Sometimes you stroke one out of the park.
After a long meander out through the East Travis County countryside, I find myself in Bastrop County, and faced with the choice of rolling through downtown Bastrop or hitting Hwy 21 and god knows what.
I take the latter option, and head west towards San Marcos. A few miles later I spot smoke rolling over the highway and decide to investigate; “could it be a pit fire?”
I see a small shack off the side of the road with some chickens scratching around and what appears to be a small business tucked away.
It’s barbecue; Alexander’s Barbecue to be precise.I approach the humble structure and peer inside through a screen window. A pot belly stove sits within, a cutting board is off to one side, and some ancient photographs are tacked on the walls.

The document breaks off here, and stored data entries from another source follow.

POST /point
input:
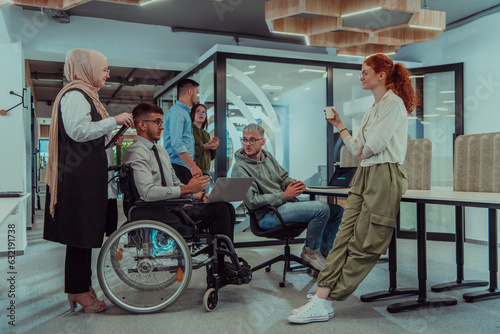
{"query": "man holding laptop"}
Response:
(273, 186)
(155, 179)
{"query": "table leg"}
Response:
(493, 259)
(393, 290)
(422, 300)
(459, 244)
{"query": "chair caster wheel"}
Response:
(210, 299)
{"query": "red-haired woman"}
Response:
(380, 182)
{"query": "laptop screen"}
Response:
(342, 176)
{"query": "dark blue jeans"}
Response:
(322, 221)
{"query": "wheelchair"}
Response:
(145, 265)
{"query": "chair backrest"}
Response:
(127, 187)
(292, 230)
(477, 163)
(347, 159)
(418, 164)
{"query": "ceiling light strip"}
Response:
(306, 38)
(361, 12)
(424, 27)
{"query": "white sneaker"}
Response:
(328, 306)
(314, 310)
(313, 257)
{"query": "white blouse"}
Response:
(75, 113)
(383, 134)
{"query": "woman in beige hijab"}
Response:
(77, 176)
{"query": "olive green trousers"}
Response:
(366, 230)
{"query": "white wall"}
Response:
(307, 128)
(13, 168)
(476, 45)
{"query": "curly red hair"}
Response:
(398, 78)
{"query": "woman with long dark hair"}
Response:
(205, 149)
(380, 182)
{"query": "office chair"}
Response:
(285, 232)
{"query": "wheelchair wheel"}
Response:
(144, 267)
(210, 299)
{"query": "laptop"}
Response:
(341, 178)
(229, 189)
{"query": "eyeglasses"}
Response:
(363, 74)
(251, 140)
(157, 121)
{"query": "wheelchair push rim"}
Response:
(144, 266)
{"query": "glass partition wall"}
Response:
(287, 97)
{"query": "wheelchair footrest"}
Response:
(235, 276)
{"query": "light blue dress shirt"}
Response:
(178, 135)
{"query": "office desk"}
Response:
(491, 201)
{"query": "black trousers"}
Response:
(183, 173)
(77, 269)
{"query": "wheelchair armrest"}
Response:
(114, 168)
(275, 210)
(167, 202)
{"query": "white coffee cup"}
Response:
(329, 112)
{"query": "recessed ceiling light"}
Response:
(423, 27)
(272, 87)
(302, 70)
(361, 12)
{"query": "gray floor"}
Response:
(259, 307)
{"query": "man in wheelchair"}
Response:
(155, 180)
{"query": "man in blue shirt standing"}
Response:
(178, 138)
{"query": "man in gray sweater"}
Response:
(273, 186)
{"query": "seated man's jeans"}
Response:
(322, 221)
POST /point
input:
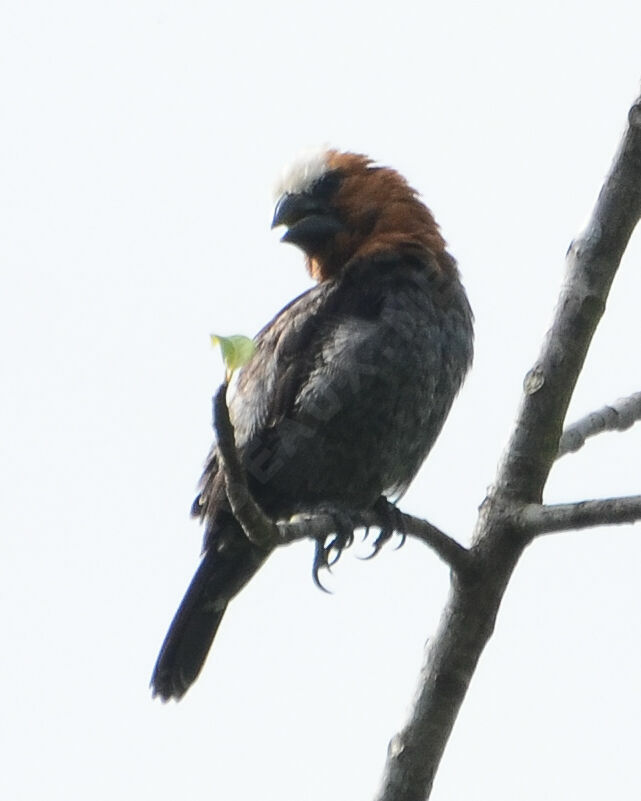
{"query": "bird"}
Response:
(348, 386)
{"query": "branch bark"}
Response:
(265, 533)
(469, 617)
(619, 416)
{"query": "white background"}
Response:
(139, 142)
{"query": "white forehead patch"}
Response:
(302, 173)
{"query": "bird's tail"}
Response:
(226, 566)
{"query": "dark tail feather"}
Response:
(228, 564)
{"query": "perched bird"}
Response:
(349, 384)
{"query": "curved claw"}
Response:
(328, 551)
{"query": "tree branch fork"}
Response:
(524, 520)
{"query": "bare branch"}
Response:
(586, 514)
(468, 619)
(619, 416)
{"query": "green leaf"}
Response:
(237, 350)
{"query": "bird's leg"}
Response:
(391, 521)
(330, 547)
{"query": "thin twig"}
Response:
(265, 533)
(538, 519)
(469, 617)
(258, 528)
(320, 526)
(619, 416)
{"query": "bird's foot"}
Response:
(392, 520)
(330, 548)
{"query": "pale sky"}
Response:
(140, 144)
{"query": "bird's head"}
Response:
(338, 206)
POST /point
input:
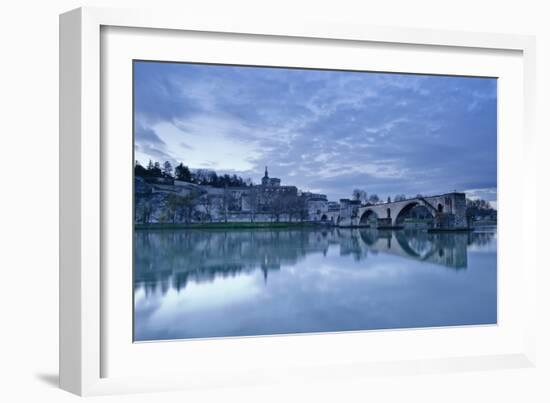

I start getting excited. A gentleman approaches and asks if I’m hungry. In spite of the fact I have a belly stuffed full of Willies Smoked Chicken, I answer yes and begin looking at the menu.
It’s the classic Texas Barbecue Menu with brisket, ribs, mutton etc. I ask for a pound of fatty, charred brisket and a link of hot guts. The pit boss fills the order and we adjourn to the patio, a couple picnic tables off to the side within spitting distance of the pit which is rolling blue smoke and good smells all over the place.
I begin my feed as Tom Alexander elucidates on what brought him to Bastrop county. His Great Great Grandfather was a slave in Tennessee, and got sold to some Christian folks who’d started a church down the road and needed a cook. He rode in a horse drawn wagon to Bastrop County to begin his new life in this strange land. A hundred plus years later, Tom fills me in on the history of the ancient stove in the cook shack (his Grandmother bought it on a payment plan of a dollar a month…some months she could only pay 50 cents but the company was kind enough to not repossess this treasure). The road near where we sat was where Tom and his brothers used to race each other as young boys….laying on it in the dead of night and feeling the heat of the day in their bones as they stared at the stars.
We talk about Austin and how when he was a young man he’d come into town to buy some new threads and compete in “Biggest Afro” contests. We talk about Catfish Station and how 6th Street used to be strictly for the rough and tumble set before the frat boys took it over.
I’ll treasure his words for many a moon.
The brisket is delicious. Not fork tender but filled with smoke and this man’s good soul. The sausage is nice and fatty with the skin popping rightly before the juice flows. This is fine,fine Texas barbecue in a picture perfect setting.
At the end of my meal we shake hands and Tom explains to me a good shortcut back to Austin. The late afternoon sun is all manners of purple and orange as I follow his directions, his tales echoing in my skull as I motor back up North to the big city.